Tuesday, March 01, 2011
Last night when I went to bed I had no more than started to drift off when - *hack* *hack* *hack.* Mmphf. Turned over, just about asleep - *hack* *hack* *hack.* Dammitoll! I got up, found the cough syrup, and took a dose. I bet it wasn't fifteen minutes and I was sawing logs, sans cough. God bless codeine. And the blood glucose wasn't up much this AM either, so... it's all good, ain't?
* * *
Yesterday I learned a friend of mine from high school had died. I hadn't seen him in, oh, probably over 20 years. We were in a group of six or seven kids, some of whom have stayed in touch (as I have with my BFF, who was also in that same clique). Even the ones who aren't on my Christmas card list were still on the periphery - you know how it is. You always think that you could get in touch if you wanted and have a natter about the good ol' days, but you're comfortable putting it off, because - well, heck, we're young, there's plenty of time, right?
My school buds have developed a little communication system thru Classmates and Facebook and a couple of the other social networks. If we're not in direct contact, we're in contact with someone who is, if you follow my drift. So word gets around.
I've written here before about my not making it to my 40th high school reunion last fall - but emails were flying and the cyber reunion probably saw more people than the 'real' one. I'd heard our friend was sick, too sick to attend the reunion, and I had one of those frissons - one of those little chills - of foreboding, but dismissed it.
Well. We're 58 now, and there are plenty from our class who are gone already, so it's not surprising, in a way. It had been so long since I'd so much as talked with him - he and I were two of the 'indirect' contacts - that he may have been a very different person from the one I knew twenty years ago. He'd gotten married, had a family, gone off to a career... I'd gotten married, moved out of state, had kids. Lots in common simply because we were in the same stage of Life, but nothing in common anymore, really, except that we'd graduated from high school together and had once hung out with the same people.

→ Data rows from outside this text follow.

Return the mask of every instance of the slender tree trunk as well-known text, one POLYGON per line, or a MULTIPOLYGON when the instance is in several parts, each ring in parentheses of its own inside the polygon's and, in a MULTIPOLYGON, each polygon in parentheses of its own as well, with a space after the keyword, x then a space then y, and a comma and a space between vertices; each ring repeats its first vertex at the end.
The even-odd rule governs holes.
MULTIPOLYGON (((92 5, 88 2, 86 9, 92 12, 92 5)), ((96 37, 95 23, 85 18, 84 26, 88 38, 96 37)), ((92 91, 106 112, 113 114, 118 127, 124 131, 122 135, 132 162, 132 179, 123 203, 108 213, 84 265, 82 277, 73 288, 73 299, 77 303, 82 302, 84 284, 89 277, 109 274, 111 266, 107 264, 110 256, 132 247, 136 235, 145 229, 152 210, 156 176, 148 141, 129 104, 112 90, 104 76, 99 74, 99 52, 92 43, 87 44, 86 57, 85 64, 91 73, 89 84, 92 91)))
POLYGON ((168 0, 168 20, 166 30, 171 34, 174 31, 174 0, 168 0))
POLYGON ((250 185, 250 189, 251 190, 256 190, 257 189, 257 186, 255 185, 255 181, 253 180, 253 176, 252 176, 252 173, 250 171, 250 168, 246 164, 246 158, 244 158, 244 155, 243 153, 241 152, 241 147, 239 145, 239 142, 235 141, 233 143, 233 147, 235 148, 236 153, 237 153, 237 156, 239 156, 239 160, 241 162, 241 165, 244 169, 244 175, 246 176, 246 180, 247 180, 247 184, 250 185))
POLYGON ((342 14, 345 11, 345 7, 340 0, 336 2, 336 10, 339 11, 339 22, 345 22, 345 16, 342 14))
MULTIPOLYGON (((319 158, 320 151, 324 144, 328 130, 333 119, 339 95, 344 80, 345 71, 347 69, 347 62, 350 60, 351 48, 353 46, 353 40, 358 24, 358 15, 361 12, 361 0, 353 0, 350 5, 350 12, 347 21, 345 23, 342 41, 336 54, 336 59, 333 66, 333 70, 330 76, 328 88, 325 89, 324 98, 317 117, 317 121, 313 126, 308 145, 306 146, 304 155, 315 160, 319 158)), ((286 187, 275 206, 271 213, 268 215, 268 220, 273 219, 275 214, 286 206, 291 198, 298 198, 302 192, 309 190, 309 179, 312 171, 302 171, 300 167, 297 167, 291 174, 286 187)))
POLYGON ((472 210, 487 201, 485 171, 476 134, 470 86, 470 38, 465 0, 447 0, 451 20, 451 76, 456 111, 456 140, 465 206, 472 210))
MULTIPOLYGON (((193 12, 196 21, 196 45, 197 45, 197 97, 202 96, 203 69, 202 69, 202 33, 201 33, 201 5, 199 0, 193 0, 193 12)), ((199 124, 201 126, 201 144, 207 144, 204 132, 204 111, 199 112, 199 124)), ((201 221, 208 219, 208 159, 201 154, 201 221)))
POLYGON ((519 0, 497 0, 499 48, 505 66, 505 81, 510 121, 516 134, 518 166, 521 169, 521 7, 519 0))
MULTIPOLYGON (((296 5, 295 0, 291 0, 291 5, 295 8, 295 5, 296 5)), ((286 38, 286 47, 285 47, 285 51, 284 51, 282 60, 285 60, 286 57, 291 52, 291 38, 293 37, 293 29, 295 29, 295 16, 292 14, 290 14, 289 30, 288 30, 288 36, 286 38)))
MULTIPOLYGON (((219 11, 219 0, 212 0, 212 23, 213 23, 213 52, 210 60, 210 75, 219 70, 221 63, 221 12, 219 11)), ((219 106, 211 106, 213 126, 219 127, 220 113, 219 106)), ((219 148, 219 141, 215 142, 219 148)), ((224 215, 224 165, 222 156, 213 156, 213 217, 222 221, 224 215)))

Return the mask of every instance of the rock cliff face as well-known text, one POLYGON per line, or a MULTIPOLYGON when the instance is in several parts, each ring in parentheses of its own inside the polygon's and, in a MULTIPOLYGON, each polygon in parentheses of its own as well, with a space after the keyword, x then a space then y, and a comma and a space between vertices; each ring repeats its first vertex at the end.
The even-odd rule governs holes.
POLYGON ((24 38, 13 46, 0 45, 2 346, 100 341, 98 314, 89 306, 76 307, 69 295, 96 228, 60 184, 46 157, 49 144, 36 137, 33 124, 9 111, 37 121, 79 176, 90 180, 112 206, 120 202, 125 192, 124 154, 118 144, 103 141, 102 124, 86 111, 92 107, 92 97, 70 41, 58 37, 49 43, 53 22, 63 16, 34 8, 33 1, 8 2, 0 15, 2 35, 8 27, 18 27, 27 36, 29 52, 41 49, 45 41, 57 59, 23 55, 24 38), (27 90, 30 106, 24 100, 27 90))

All day I've been thinking about a field trip our Anthropology class took to Washington. My friend and I were the only two seniors - the rest were underclassmen - and we hatched a little plan on the way there. As soon as we got off the bus, we dodged the class and wandered around on our own, carefully avoiding the rest of them. Keep in mind, us Maryland kids went to DC at least once a year for school trips, and lots of times our families would go to Washington to spend a day at the Smithsonian, so we knew the Mall very well.
We already knew which exhibits our teacher was going to tour, and we were long familiar with them: the Museum of Natural History has been a favorite haunt of mine since I was nine years old. So once we'd ditched the rest (we were one month away from graduation, the teacher - poor man! - was only 21 and in his first year of teaching) we had a terrific time.
The highlight was going to the top of the Washington Monument. The elevator cost 10 cents per person. Take the elevator? Not at 17 you don't! We walked it. Every step. The view from the top was glorious - we watched planes going in and out of what is now Ronald Reagan Airport, across the Potomac. We were looking down on the tops of the planes - heady stuff for a couple of farm kids, because while we'd been to Washington many times, neither of us had ever gone inside the Monument.
After we'd had our fill, we walked over to the stairway to head down again. The security guard (no doubt recognizing us because not too many people came up the stairs) said 'You don't have to pay to ride the elevator down. Anybody who walks up can use it for free.' We looked at each other: 'Nah, if we can walk up the stairs, we can walk down!' So we did.
And that's what I've been thinking about all day. That, and his beautiful eyes. He had the bluest eyes I've ever seen.